Redbox and Verizon Communications plan to permanently shut down Redbox Instant, their unprofitable online competitor to Netflix.
In 2002, Redbox started renting DVD movies on vending machines, and now has about 44,000 of the kiosks convenience stores, supermarkets and similar locations. In 2013, it joined the streaming market after seeing Netflix's online service take off. Redbox Instant charged $6 a month to stream movies online or a few more dollars a month to also pick up physical DVDs from kiosks. Although Redbox Instant was adding subscribers, it was falling short of thresholds needed to keep it afloat, according to Redbox parent company Outerwall Inc.
"If you look at the both Verizon and ourselves, we're not pleased with where the subscribers are to date," Outerwall Chief Executive J. Scott Di Valerio told analysts and investors in July.
Unlike Netflix, Redbox Instant didn't offer TV shows and its selection of movies focused on recent hits and a few classics. Netflix's ability to secure exclusive deals also limited selection. The video streaming market is crowded with other competitors, including Amazon, Hulu, and YouTube.

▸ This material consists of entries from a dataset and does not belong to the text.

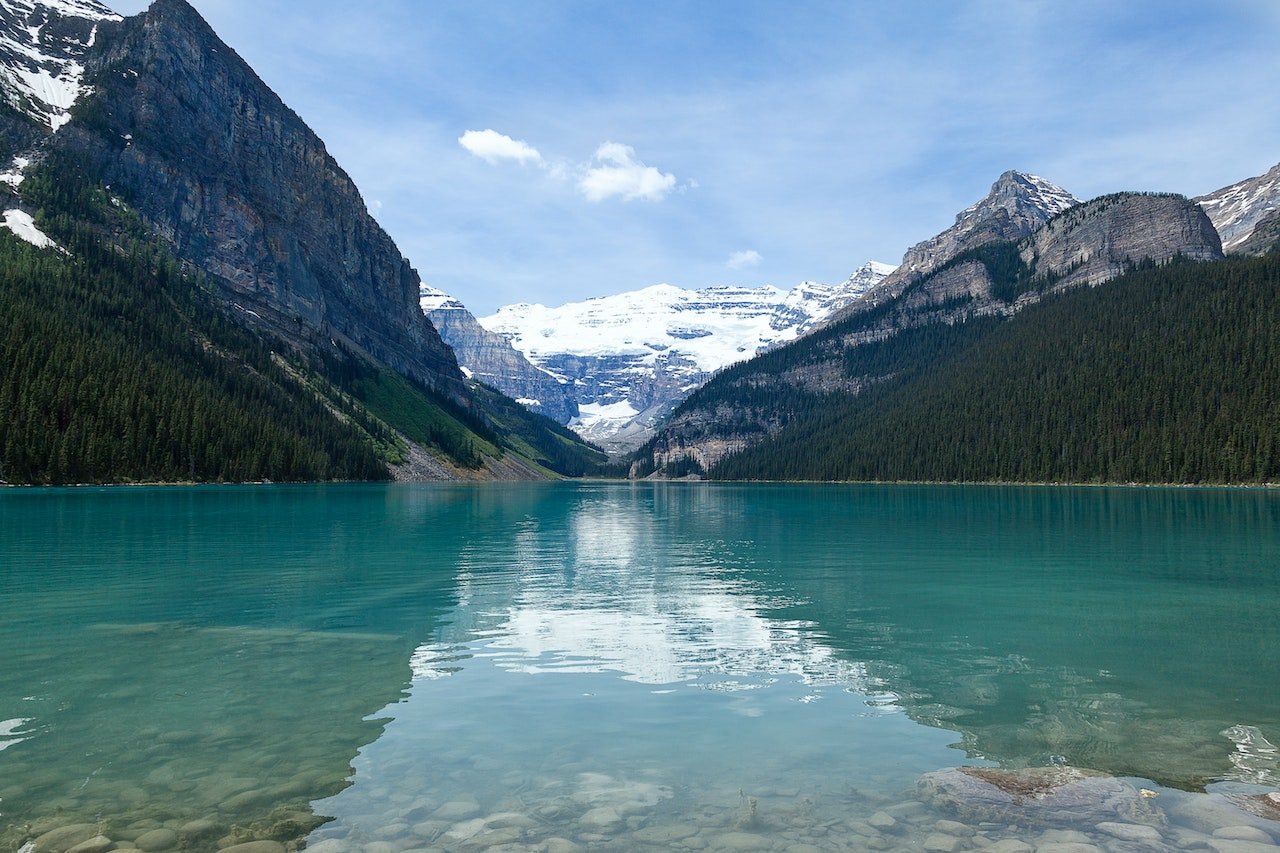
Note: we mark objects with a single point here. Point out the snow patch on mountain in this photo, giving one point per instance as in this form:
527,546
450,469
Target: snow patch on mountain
634,356
1031,188
1237,210
22,224
41,46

"The service was not as successful as they hoped it would be," Redbox spokeswoman Kate Brennan said in a statement. "As a top entertainment destination, Redbox will continue to find new ways to satisfy consumer demand for new release entertainment at an unrivaled value."
Verizon didn't immediately respond to a request to comment on whether it would continue a relationship with Redbox or maintain a streaming movie service.